Iain Dooley mail at iaindooley.com
Tue May 10 20:13:22 CEST 2005



Brad Knowles wrote:
> At 3:27 PM -0700 2005-05-09, Tyler Strickland wrote:
> 
> 
>> That's entirely possible - the system is an old sun running sendmail.
> 
> 
> 	Older versions of sendmail can certainly have some issues in this 
> respect.  More modern versions work much better, but still require 
> some additional configuration changes in order to get them to work 
> better with large mailing lists.
> 
> 
>> I'm currently building a new mail server to replace it that should be
>> able to handle the load much better by running postfix on a
>> hyperthreaded Pentium 4.
> 
> 
> 	See the stuff in the FAQ about "performance".
> 
> 	For one, HyperThreading almost always hurts performance and does 
> not help.  This is a seriously dain-bramaged idea that Intel had that 
> never panned out, although they did get enough people interested in 
> the concept that once AMD came out with a real dual-core chip, 
> performance really has improved significantly.
> 
> 
> 	For two, you don't need CPU.  You need RAM and disk I/O capacity. 

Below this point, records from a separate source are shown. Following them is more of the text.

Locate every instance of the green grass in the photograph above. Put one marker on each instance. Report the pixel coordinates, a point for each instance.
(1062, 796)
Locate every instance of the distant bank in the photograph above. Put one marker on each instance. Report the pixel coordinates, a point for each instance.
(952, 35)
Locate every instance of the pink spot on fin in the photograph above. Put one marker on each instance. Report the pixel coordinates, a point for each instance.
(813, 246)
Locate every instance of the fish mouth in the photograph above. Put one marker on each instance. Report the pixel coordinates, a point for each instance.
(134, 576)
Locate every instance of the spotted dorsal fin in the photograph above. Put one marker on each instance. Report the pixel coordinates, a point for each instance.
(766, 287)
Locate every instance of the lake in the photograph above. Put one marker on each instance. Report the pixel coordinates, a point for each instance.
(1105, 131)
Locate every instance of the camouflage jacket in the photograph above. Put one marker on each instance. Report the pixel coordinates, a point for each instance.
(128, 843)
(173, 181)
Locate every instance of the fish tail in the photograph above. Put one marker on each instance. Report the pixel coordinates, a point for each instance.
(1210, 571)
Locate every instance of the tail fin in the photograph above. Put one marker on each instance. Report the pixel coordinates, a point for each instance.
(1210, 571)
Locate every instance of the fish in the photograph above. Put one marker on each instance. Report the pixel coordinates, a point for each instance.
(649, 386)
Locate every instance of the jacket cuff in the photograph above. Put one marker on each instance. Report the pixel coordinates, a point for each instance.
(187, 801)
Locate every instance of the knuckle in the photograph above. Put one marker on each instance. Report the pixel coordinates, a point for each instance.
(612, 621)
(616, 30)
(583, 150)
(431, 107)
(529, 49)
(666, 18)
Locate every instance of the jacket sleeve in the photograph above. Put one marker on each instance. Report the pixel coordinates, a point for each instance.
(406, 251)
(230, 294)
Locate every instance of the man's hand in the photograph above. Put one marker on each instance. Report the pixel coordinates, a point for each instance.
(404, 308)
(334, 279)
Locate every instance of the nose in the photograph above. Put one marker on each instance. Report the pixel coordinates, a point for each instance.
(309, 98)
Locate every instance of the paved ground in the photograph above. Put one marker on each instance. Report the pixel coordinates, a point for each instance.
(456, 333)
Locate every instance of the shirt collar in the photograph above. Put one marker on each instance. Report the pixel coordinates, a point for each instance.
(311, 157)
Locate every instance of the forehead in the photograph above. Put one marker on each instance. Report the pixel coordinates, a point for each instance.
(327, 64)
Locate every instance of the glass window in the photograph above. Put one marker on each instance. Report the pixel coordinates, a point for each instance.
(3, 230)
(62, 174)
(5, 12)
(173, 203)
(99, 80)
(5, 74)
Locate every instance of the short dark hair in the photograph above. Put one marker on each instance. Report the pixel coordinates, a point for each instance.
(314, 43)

> Not disk space, but I/O capacity.  When an MTA receives a mail 
> message, it creates one or more temporary files to store that 
> message.  When the message has been delivered, the temporary files 
> are deleted.  Between those two points, there may be many more file 
> creations, deletions, and renaming operations just for that one 
> message.
> 
> 	Each of these types of operations are known as Synchronous 
> Meta-Data Operations, and they require that the entire directory be 
> locked against all other changes during the process of that 
> operation.  You would think that this would not hurt performance very 
> much, but think of a turnstile going into a football stadium -- no 
> matter how fast it operates, the simple fact that it only allows 
> through one person at a time will mean that the total throughput is 
> greatly reduced.
> 
> 	A fast intelligent hardware RAID array with a large quantity of 
> battery-backed write-back RAM cache and high-speed internal 
> interfaces to high-speed drives with intelligent disk queueing (i.e., 
> SCSI with Tagged Command Queueing, or good SATA drives that actually 
> properly implement a similar feature) can really help.  A fast 
> filesystem which optimizes synchronous meta-data operations can also 
> help.
> 
> 
> 	But all this is covered in the FAQ, and you should read about it 
> when you search for "performance".
> 
> 	I will tell you that if you're trying to build a high-performance 
> mail/mailing list server, about the worst possible mistake you could 
> make would be to try to build the machine without first reading the 
> information on this subject in the FAQ, and reading the various 
> pieces of documentation that are referenced.